4th-11th May 2005


Sierra de Gredos



Alvaraz Lagoons

Puerto de Navacerrada


Extremadura, located in central Spain, is a popular destination for birders wanting to see many of the Iberian peninsula's speciality birds, such as Spanish Imperial Eagle, Great Bustard and Azure-winged Magpie. The following pages give a taste of many of the species you are likely to encounter on a spring trip.


Our first port of call was Duraton National Park, near the picturesque town of Sepulveda. The entrance road leading from Villaseca to the Hermitage of San Frutos is an excellent location for viewing a variety of larks, including the elusive Dupont's Lark, and other arid scrub species. Unfortunately, the Dupont's Larks were a bit camera shy when I was there and we only had brief views of flying birds. Luckily, some of the other 5 species of lark we saw (Crested, Thekla, Short-toed, Skylark and Woodlark) were not quite so elusive:

Thekla Lark (Galerida theklae)

Crested Lark (Galerida cristata)

Crested and Thekla Larks are extremely difficult to identify. There is a large degree of variation in plumage between individuals creating a high degree of overlap in their identification features.
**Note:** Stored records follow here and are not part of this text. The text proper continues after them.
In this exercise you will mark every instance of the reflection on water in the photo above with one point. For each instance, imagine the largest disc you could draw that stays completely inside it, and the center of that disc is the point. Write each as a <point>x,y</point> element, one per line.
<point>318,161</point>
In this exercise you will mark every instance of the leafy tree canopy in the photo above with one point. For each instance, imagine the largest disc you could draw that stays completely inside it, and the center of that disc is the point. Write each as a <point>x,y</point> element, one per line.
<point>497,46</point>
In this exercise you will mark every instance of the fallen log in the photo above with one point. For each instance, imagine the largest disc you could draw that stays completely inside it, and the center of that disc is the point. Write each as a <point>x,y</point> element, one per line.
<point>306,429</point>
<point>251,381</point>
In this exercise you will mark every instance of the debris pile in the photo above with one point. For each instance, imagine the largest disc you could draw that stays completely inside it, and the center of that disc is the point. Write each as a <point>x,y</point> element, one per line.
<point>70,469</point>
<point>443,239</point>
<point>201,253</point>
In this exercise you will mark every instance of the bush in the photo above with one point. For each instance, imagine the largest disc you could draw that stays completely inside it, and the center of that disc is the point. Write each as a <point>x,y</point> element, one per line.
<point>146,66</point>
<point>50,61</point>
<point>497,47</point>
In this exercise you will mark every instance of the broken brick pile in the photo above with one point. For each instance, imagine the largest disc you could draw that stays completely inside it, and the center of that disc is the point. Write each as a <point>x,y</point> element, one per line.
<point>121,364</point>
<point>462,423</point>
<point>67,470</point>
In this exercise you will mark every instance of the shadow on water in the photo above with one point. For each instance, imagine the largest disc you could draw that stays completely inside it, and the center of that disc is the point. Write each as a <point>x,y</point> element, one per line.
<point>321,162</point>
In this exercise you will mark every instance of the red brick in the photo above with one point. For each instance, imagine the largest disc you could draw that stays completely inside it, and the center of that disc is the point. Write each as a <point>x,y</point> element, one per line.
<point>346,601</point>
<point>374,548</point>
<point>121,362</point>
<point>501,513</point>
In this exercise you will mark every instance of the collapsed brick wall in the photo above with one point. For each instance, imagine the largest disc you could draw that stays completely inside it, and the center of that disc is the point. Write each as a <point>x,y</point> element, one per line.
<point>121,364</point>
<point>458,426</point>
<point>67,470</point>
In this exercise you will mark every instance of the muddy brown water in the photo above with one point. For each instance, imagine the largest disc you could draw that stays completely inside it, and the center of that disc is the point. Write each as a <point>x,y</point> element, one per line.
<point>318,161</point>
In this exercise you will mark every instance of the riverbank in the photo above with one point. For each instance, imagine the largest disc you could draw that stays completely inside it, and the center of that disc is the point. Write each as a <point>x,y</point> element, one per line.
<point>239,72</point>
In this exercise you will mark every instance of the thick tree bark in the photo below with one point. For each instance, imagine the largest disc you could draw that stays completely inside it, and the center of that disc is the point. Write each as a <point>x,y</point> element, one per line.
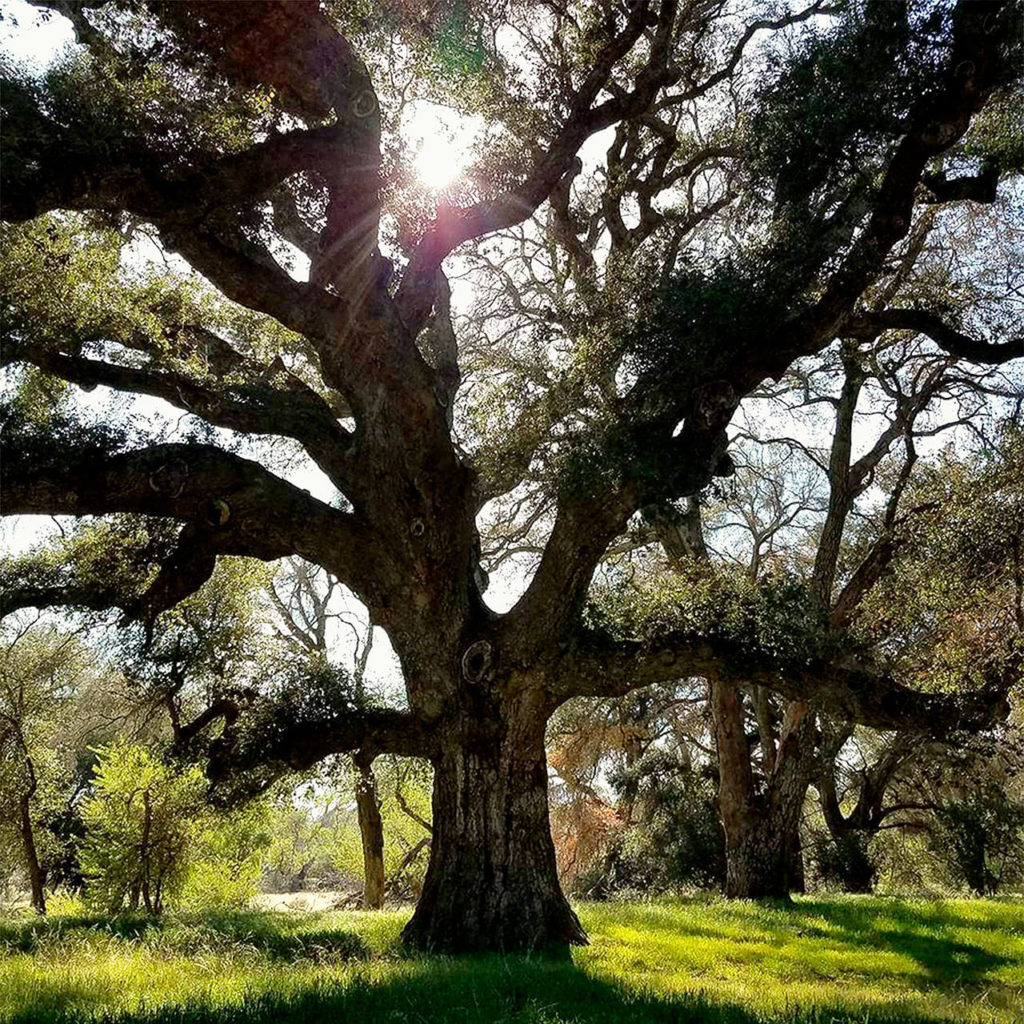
<point>763,859</point>
<point>372,835</point>
<point>492,883</point>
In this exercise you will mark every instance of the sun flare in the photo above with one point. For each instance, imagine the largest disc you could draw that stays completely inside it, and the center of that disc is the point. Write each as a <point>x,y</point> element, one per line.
<point>439,140</point>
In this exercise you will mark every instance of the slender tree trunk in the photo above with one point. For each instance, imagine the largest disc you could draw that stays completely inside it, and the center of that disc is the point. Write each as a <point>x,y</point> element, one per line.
<point>761,827</point>
<point>31,855</point>
<point>144,850</point>
<point>492,883</point>
<point>372,834</point>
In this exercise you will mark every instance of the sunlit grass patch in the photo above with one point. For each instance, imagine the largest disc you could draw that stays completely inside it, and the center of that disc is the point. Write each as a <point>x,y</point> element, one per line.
<point>814,962</point>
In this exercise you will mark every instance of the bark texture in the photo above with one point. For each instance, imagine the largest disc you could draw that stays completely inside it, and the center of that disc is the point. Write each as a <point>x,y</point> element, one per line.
<point>492,883</point>
<point>763,858</point>
<point>372,835</point>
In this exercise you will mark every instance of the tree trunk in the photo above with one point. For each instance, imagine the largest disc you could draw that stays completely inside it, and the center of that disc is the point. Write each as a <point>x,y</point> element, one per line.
<point>372,834</point>
<point>762,845</point>
<point>759,862</point>
<point>492,883</point>
<point>31,855</point>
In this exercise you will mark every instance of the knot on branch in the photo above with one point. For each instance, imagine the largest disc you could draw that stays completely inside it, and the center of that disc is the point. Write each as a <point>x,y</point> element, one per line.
<point>476,660</point>
<point>170,478</point>
<point>216,512</point>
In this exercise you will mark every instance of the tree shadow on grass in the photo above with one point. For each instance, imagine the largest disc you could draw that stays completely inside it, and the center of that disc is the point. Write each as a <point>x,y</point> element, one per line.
<point>474,990</point>
<point>886,927</point>
<point>257,933</point>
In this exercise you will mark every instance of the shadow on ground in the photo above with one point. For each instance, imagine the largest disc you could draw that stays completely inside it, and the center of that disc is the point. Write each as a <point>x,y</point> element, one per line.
<point>477,990</point>
<point>255,933</point>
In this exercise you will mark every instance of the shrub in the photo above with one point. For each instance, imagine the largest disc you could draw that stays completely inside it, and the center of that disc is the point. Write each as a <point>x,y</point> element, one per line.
<point>845,862</point>
<point>981,839</point>
<point>153,840</point>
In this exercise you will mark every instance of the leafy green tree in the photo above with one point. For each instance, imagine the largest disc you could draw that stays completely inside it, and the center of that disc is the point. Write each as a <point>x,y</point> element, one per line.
<point>981,837</point>
<point>741,227</point>
<point>45,676</point>
<point>153,840</point>
<point>143,819</point>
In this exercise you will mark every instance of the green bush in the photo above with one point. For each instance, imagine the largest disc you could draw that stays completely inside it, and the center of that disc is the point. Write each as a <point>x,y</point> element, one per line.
<point>981,839</point>
<point>153,840</point>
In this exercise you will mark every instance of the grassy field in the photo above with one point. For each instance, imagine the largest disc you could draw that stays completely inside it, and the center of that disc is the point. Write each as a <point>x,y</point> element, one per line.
<point>817,962</point>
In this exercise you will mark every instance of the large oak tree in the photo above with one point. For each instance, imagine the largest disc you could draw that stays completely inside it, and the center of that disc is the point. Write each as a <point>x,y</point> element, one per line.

However, the individuals shown above can be identified on the basis of their bill shape: Thekla has a relatively short bill with a convex lower mandible, giving it an overall 'cuter' facial expression; whereas Crested Larks have a longer bill with a straight edge to their lower mandible.

Short-toed Lark (Calandrella brachydactyla)

Tawny Pipits and Corn Bunting were common...

Tawny Pipit (Anthus campestris)

Corn Bunting (Miliaria calandra)

...and there were also a few Black-eared Wheatears knocking about too.

Black-eared Wheatear (Oenanthe hispanica)

Black-eared Wheatear (Oenanthe hispanica)

Further down towards the Hermitage, the vegetation got a bit bushier and we encountered several other species, such as Orphean Warbler, Cirl Bunting and this Woodchat Shrike...

Woodchat Shrike (Lanius senator)

The Hermitage of San Frutos, an abandoned 14th century monastery, is situated on a spur of a spectacular flooded canyon...

Hermitage of San Frutos, Duraton National Park

Hermitage of San Frutos, perched on a spur of the Rio Duraton

Rio Duraton

The canyon walls are home to a breeding colony of Eurasian Griffon Vultures.

Eurasian Griffon Vultures (Gyps fulvus)

By mid-morning the vultures are soaring on the thermals and give spectacularly close fly-by views as they pass at eye level...

Eurasian Griffon Vultures (Gyps fulvus)


Eurasian Griffon Vultures (Gyps fulvus)

...or quite often below you.

Eurasian Griffon Vultures (Gyps fulvus)

There were also a couple of Egyptian Vultures flying up and down the river at quite low altitude.

Egyptian Vulture (Neophron percnopterus)

Crag Martins were numerous, but a bit trickier to photograph...

Eurasian Crag Martin (Ptyonoprogne rupestris)

There was also some interesting flora, including several of these gorgeous Yellow Bee Orchids.